Max and Bernard Gutmann


Our exhibit includes a photograph of Max (age 12) and his brother Bernie (age 14) with a pair of oxen, plowing the family fields in prewar Germany. The Gutmanns raised cattle and grew hay, grain, fruit and potatoes. Bernard Gutmann emigrated to the United States in the spring of 1937, sponsored by a great uncle in Cincinnati. Max, his sister Ilse and their parents were still in Germany at the time of Kristallnacht. At the end of 1938, when violent persecution of Jews had begun, the family was forced to sell their farm for 15,000 German marks and then was taxed 14,000 marks for the transaction. Max’s father was arrested on Kristallnacht and spent a few months in Dachau. Max and his parents went to Shanghai, China in 1939 after the father’s release from Dachau. Ilse was sent to England via the Kindertransport. Max served three years in U.S. Army Intelligence and came to Dayton in 1948. He went into the retail business and eventually became CEO of the Elder-Beerman Stores Corporation. Bernie served in Patton’s Third Army on the European front during the Normandy campaign and later became prominent in the shoe industry. The two brothers and their wives still live in Dayton.

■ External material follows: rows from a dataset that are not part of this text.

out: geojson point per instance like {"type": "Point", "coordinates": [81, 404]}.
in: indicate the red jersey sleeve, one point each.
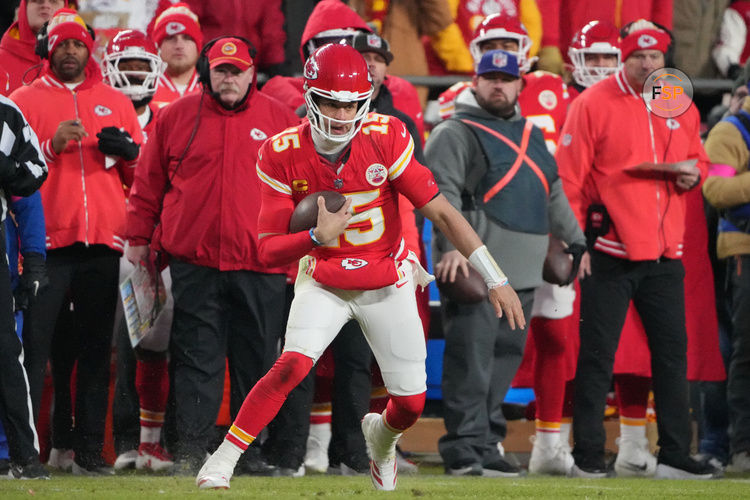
{"type": "Point", "coordinates": [409, 177]}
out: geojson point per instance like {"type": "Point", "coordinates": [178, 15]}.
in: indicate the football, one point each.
{"type": "Point", "coordinates": [471, 290]}
{"type": "Point", "coordinates": [305, 214]}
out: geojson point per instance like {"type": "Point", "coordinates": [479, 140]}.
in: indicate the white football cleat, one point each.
{"type": "Point", "coordinates": [634, 459]}
{"type": "Point", "coordinates": [215, 473]}
{"type": "Point", "coordinates": [383, 466]}
{"type": "Point", "coordinates": [316, 456]}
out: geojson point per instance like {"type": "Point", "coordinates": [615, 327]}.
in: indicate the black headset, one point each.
{"type": "Point", "coordinates": [201, 66]}
{"type": "Point", "coordinates": [42, 40]}
{"type": "Point", "coordinates": [669, 54]}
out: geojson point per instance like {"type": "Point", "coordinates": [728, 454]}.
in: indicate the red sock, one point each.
{"type": "Point", "coordinates": [632, 395]}
{"type": "Point", "coordinates": [266, 397]}
{"type": "Point", "coordinates": [152, 385]}
{"type": "Point", "coordinates": [550, 338]}
{"type": "Point", "coordinates": [403, 411]}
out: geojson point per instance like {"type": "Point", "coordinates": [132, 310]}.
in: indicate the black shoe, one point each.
{"type": "Point", "coordinates": [684, 468]}
{"type": "Point", "coordinates": [466, 467]}
{"type": "Point", "coordinates": [32, 470]}
{"type": "Point", "coordinates": [499, 467]}
{"type": "Point", "coordinates": [91, 466]}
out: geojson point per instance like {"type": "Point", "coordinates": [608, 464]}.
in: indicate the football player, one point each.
{"type": "Point", "coordinates": [132, 65]}
{"type": "Point", "coordinates": [354, 264]}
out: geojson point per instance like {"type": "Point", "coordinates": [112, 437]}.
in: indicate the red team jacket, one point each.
{"type": "Point", "coordinates": [84, 201]}
{"type": "Point", "coordinates": [648, 217]}
{"type": "Point", "coordinates": [209, 213]}
{"type": "Point", "coordinates": [379, 166]}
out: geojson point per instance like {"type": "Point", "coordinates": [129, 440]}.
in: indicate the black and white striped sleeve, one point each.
{"type": "Point", "coordinates": [22, 165]}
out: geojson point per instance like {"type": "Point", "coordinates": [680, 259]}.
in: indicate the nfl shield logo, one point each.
{"type": "Point", "coordinates": [499, 60]}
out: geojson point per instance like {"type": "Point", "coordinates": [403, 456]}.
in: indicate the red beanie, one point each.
{"type": "Point", "coordinates": [64, 25]}
{"type": "Point", "coordinates": [175, 20]}
{"type": "Point", "coordinates": [646, 39]}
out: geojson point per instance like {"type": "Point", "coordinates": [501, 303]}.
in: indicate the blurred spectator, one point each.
{"type": "Point", "coordinates": [595, 157]}
{"type": "Point", "coordinates": [17, 45]}
{"type": "Point", "coordinates": [561, 19]}
{"type": "Point", "coordinates": [199, 189]}
{"type": "Point", "coordinates": [22, 169]}
{"type": "Point", "coordinates": [476, 157]}
{"type": "Point", "coordinates": [91, 138]}
{"type": "Point", "coordinates": [177, 33]}
{"type": "Point", "coordinates": [132, 65]}
{"type": "Point", "coordinates": [728, 146]}
{"type": "Point", "coordinates": [403, 23]}
{"type": "Point", "coordinates": [24, 232]}
{"type": "Point", "coordinates": [731, 50]}
{"type": "Point", "coordinates": [467, 14]}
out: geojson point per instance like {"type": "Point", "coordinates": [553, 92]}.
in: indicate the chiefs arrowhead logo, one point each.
{"type": "Point", "coordinates": [352, 263]}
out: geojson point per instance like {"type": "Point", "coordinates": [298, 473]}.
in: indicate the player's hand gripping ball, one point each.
{"type": "Point", "coordinates": [305, 214]}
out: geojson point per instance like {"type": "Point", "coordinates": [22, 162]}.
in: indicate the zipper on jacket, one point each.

The Kindertransport helped trainloads of Jewish children from Germany, Austria and Czechoslovakia reach the safety of Great Britain where they were taken into English homes. About 10,000 children, all forced to leave their parents and families behind, escaped Nazi-controlled territory between November 1938 and September 1939 when war broke out in Europe. Noel Baker, English House of Commons Labor Party member, made an impassioned plea for the rescue of Jewish children in German-occupied lands. It sparked a speedy collection of money by British Jews, with help from church groups, especially the Quakers and Methodists. The Kindertransport was one of the largest children’s rescue efforts in history. However, another million and a half Jewish children did not survive the Holocaust.

Many of the Jews who escaped the Nazi terror ended up emigrating to the United States. Some came here in a very roundabout way: sometimes across Siberia to China or Japan, sometimes via South America or Africa.